Cascades and speculative decoding are two common approaches to improving language models' inference efficiency. Both approaches interleave two models, but via fundamentally distinct mechanisms: deferral rule that invokes the larger model only for “hard” inputs, while speculative decoding uses speculative execution to primarily invoke the larger model in parallel scoring mode. These mechanisms offer different benefits: empirically, cascades offer compelling cost-quality trade-offs, often even outperforming the large model; speculative cascades offer impressive speed-ups, while guaranteeing quality-neutrality. In this paper, we leverage the best of both these approaches by designing new speculative cascading techniques that implement their deferral rule through speculative execution. We characterize the optimal deferral rule for our speculative cascades, and employ a plug-in approximation to the optimal rule. Experiments with Gemma and T5 models on a range of language benchmarks show that our approach yields better cost quality trade-offs than cascading and speculative decoding baselines.
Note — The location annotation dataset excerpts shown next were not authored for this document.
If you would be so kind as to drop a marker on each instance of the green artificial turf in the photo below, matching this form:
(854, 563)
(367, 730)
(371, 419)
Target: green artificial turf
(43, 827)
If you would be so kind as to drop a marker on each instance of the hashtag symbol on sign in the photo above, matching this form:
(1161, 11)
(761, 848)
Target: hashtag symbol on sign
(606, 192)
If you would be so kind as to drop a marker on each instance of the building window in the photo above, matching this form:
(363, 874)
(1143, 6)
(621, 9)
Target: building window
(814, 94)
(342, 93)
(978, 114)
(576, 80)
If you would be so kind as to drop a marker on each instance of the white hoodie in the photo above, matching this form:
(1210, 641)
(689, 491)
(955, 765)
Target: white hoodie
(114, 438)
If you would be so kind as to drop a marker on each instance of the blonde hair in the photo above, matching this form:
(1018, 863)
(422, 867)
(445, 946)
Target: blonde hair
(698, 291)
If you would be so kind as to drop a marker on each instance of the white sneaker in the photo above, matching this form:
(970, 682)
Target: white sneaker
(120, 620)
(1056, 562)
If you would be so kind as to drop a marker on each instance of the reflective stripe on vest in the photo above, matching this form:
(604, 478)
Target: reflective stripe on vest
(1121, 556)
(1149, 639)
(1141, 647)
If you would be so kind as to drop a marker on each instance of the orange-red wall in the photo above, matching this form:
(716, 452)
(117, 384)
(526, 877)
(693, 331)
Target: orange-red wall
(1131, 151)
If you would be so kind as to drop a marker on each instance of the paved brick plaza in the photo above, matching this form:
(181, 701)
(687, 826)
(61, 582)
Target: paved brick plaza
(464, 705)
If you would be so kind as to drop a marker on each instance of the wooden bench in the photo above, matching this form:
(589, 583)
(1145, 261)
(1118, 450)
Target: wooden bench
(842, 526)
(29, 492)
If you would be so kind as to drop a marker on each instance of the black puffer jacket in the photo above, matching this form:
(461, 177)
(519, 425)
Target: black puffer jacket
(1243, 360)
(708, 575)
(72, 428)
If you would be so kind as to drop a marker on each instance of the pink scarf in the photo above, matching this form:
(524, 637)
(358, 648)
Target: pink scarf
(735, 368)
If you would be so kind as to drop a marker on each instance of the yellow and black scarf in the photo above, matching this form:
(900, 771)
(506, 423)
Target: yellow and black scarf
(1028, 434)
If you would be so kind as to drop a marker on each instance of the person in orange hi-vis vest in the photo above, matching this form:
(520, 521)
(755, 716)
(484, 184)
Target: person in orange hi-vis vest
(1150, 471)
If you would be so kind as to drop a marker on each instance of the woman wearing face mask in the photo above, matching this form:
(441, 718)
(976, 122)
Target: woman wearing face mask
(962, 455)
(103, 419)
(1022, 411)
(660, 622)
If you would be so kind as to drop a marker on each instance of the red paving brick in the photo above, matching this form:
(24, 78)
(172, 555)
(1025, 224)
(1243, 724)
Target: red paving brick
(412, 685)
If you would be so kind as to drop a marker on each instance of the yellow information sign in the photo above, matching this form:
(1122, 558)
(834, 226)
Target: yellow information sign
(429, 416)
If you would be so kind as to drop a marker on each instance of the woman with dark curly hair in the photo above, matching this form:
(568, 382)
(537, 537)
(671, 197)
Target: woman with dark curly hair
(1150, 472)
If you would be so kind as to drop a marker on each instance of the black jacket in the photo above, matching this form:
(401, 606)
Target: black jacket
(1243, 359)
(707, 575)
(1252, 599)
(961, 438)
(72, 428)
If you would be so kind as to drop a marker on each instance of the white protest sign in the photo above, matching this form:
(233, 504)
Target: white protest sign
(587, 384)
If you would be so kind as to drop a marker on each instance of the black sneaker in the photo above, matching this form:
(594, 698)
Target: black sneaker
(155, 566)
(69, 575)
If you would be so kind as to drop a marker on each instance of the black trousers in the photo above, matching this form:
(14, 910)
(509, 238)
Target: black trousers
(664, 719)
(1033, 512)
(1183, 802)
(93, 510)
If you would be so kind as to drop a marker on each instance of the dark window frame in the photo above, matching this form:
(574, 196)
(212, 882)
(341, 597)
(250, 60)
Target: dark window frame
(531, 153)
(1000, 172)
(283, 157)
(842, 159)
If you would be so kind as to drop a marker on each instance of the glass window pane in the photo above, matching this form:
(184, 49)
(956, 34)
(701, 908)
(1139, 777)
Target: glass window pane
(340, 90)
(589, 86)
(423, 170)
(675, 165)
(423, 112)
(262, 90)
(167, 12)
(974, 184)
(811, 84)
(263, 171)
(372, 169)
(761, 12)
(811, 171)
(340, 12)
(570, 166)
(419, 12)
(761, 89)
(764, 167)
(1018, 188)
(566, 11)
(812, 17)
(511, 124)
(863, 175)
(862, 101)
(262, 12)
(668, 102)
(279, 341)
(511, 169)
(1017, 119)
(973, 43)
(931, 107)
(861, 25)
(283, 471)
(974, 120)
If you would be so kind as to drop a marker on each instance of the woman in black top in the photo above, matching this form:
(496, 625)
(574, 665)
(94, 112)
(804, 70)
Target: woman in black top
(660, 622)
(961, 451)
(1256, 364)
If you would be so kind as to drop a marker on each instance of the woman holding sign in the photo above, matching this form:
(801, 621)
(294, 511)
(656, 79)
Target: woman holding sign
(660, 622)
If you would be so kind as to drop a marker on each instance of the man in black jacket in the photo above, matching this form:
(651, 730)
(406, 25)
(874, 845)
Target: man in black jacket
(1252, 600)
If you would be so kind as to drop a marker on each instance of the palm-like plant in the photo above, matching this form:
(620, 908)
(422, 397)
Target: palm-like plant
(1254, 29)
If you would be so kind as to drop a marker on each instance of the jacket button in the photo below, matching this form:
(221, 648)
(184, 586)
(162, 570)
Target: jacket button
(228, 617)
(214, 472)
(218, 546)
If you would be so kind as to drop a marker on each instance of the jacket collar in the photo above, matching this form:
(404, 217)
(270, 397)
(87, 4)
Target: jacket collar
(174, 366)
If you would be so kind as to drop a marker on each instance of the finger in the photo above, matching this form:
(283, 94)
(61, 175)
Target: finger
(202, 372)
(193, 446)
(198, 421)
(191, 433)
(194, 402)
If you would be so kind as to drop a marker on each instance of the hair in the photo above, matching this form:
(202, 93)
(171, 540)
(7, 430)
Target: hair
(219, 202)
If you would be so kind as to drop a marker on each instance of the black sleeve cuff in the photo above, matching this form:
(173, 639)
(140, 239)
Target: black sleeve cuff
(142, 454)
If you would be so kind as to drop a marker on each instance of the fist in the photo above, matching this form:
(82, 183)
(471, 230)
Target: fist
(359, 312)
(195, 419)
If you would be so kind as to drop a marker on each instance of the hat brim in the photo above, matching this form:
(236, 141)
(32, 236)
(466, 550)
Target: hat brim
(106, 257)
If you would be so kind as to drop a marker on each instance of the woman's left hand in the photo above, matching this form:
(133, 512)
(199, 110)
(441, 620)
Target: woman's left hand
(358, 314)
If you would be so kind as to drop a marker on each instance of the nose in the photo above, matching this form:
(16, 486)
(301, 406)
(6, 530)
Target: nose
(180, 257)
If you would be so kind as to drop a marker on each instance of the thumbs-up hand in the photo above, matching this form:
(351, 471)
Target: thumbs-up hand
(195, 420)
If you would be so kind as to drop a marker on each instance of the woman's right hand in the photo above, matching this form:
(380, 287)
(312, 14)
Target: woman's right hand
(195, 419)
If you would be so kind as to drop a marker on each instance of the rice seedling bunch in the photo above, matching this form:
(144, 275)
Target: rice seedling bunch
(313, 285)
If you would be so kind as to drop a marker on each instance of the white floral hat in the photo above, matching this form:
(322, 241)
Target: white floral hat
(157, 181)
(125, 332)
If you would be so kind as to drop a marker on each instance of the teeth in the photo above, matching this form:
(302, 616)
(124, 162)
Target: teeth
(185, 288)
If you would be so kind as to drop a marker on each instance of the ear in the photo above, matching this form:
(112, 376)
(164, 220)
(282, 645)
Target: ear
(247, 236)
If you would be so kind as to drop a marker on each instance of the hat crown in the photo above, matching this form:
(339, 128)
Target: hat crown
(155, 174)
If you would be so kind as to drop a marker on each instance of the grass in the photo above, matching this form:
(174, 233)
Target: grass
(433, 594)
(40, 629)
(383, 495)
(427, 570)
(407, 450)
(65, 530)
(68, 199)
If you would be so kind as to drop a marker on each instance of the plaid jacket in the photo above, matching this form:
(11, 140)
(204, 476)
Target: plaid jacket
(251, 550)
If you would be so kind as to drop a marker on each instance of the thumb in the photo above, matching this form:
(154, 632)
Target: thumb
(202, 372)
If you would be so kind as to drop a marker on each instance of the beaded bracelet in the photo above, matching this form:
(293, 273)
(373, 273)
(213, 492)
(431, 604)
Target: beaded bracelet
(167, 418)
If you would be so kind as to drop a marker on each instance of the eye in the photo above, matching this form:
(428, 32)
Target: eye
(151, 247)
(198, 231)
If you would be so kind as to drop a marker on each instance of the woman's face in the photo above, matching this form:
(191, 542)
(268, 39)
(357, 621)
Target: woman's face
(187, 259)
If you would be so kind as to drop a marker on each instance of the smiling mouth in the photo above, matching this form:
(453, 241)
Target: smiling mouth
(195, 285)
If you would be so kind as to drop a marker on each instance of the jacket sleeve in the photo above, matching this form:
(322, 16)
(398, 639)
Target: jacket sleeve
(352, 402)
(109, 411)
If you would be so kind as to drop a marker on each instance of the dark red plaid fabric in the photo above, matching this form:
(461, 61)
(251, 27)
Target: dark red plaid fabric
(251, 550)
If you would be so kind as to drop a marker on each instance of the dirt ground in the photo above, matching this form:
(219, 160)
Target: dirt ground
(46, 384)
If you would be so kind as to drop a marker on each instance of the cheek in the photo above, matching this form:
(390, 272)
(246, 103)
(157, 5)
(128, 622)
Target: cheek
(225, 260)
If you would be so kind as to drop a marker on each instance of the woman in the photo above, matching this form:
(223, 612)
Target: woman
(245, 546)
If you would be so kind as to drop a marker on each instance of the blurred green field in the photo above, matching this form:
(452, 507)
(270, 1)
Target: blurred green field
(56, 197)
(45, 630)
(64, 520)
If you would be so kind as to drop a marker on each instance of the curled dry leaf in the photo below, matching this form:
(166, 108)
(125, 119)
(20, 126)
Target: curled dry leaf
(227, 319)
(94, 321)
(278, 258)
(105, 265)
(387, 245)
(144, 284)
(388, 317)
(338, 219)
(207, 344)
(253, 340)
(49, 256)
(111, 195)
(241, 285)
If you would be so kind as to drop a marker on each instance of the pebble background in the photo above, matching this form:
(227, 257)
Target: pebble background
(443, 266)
Sat 26 April 1:30 - 1:42 PDT

Syntactic and Semantic Control of Large Language Models via Sequential Monte Carlo

João Loula · Benjamin LeBrun · Li Du · Ben Lipkin · Clemente Pasti · Gabriel Grand · Tianyu Liu · Yahya Emara · Marjorie Freedman · Jason Eisner · Ryan Cotterell · Vikash Mansinghka · Alexander Lew · Tim Vieira · Timothy O'Donnell

A wide range of LM applications require generating text that conforms to syntactic or semantic constraints. Imposing such constraints can be naturally framed as probabilistic conditioning, but exact generation from the resulting distribution—which can differ substantially from the LM’s base distribution—is generally intractable. In this work, we develop an architecture for controlled LM generation based on sequential Monte Carlo (SMC). This SMC framework allows us to flexibly incorporate domain- and problem-specific constraints at inferencetime, and efficiently reallocate computational resources in light of new information during the course of generation. By comparing to a number of alternatives and ablations on four challenging domains—Python code generation for data science, text-to-SQL, goal inference, and molecule synthesis—we demonstrate that, with little overhead, our approach allows small open-source language models to outperform models over 8× larger, as well as closed-source, fine-tuned ones. In support of the probabilistic perspective, we show that these performance improvements are driven by better approximation to the posterior distribution. Our system builds on the framework of Lew et al. (2023) and integrates with its language model probabilistic programming language, giving users a simple, programmable way to apply SMC to a broad variety of controlled generation problems.